The advantages clear, a friendship and affection grew. In November 1893, Edmond proposed marriage to Winnaretta, and she accepted, a year after the idea had first been broached. On 15 December 1893, the couple was married by the Abbé de Broglie in the Chapelle des Carmes in Paris. The union received the blessing of Pope Leo XIII. Montesquiou, who felt Edmond owed him a debt of gratitude for effecting this marriage of convenience, felt slighted when Edmond was not sufficiently effulgent, and the friendship was irrevocably broken.

The marriage freed Edmond to create, and Winnaretta was happy to promote his creations. The happier they became, the more scurrilous the stories Montesquieu would spread about them. Winnaretta became close with Edmond's niece, Armande de Polignac, who was also a composer and musician. Winnaretta became a patron in public musical circles. With her husband, she hosted a music salon in her renovated atelier. With a vaulted two story ceiling, 12 x 10 m, and housing a Cavaillé-Coll organ and two grand pianos, the room became a haven for Paris's musical and artistic avant-garde.

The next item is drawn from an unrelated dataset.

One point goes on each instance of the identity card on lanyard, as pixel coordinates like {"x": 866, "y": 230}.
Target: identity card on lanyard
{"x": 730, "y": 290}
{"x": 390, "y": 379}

On Tuesdays, her organ evenings were especially sought after and featured the great performers of the day, including Charles-Marie Widor, Eugène Gigout, Louis Vierne, Alexandre Guilmant and Gabriel Fauré. In 1894, Marcel Proust was introduced to the Polignacs through Montesquiou; as of 1895, he was a regular in the Polignac salon, often attending in the company of his current love interest and mutual friend of the Polignacs, composer Reynaldo Hahn. Much of Proust's musical "education" took place in the Polignac salon, and his letters to Edmond de Polignac reveal a profound admiration of the prince's music.

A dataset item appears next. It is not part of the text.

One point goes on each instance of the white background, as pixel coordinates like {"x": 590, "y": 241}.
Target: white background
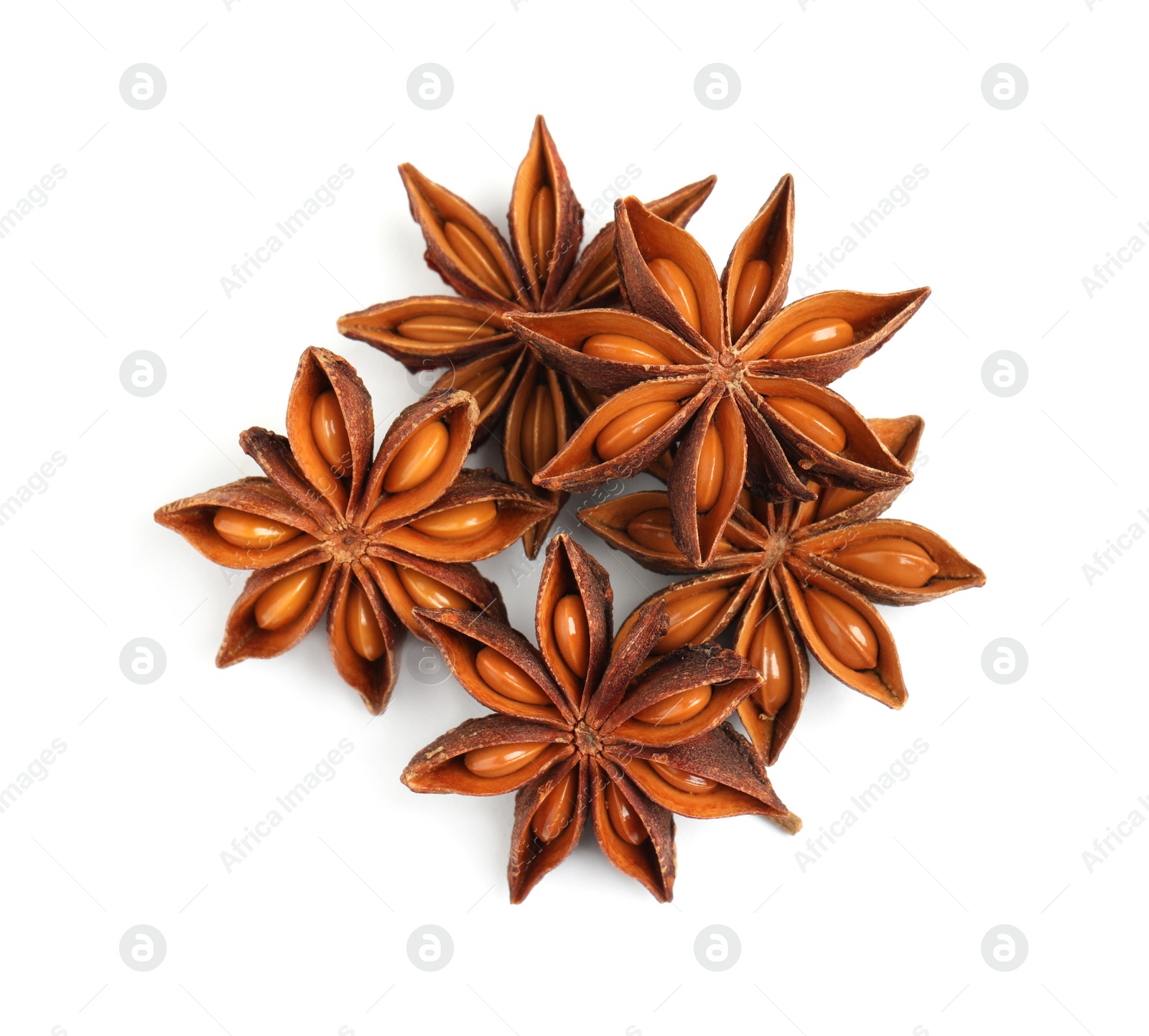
{"x": 308, "y": 935}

In 1894, Winnaretta produced a performance of Edmond's octatonic compositions at a charity event for the benefit of an orphanage. In 1901, she mounted another "all-Polignac" concert at the Conservatoire.

Through his friendship with Vincent d'Indy, Edmond became involved with the founding of the Schola Cantorum de Paris. Armande was among the school's first students.

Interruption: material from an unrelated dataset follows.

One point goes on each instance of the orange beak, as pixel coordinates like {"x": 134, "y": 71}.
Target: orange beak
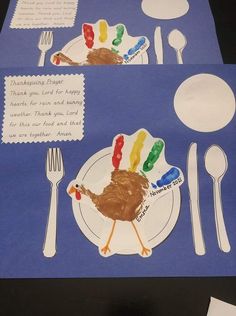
{"x": 72, "y": 190}
{"x": 76, "y": 191}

During the Dreyfus Affair in 1894, Edmond and his brother Camille were staunchly pro-Dreyfus, but most of the rest of the Polignacs and a remarkable number of musicians were anti-Dreyfus.

The time remaining to the couple's marriage was spent in touring Europe, acquiring a palazzo in Venice and promoting Edmond's compositions. Shortly before his death, Polignac collaborated with the dancer Isadora Duncan.

== Death and legacy ==
He died of a febrile illness, on 8 August 1901. He was interred in the Singer crypt in Torquay. On his tomb is inscribed 'Edmond-Melchior-Jean-Marie, Prince de Polignac, Born 1834, Died 1901, Composer of Music'.

The Princesse de Polignac now became an important musical patron in her own right. She established a prize in music in her husband's name, and commissioned Igor Stravinsky's Renard, Manuel de Falla's El retablo de maese Pedro, Erik Satie's Socrate, Francis Poulenc's Concerto for Two Pianos and Orchestra and Organ Concerto (Poulenc), and Germaine Tailleferre's Piano Concerto. She also subsidized individuals and organizations, such as Nadia Boulanger, Clara Haskil, Arthur Rubinstein, Vladimir Horowitz, Ethel Smyth, Adela Maddison, the Ballets Russes, the Paris Opera and the Orchestre Symphonique de Paris. Until 1939, the Polignac salon was the foremost gathering-place for the artistic elite in Paris and Venice, including Jean Cocteau, Claude Monet, Sergei Diaghilev and Colette.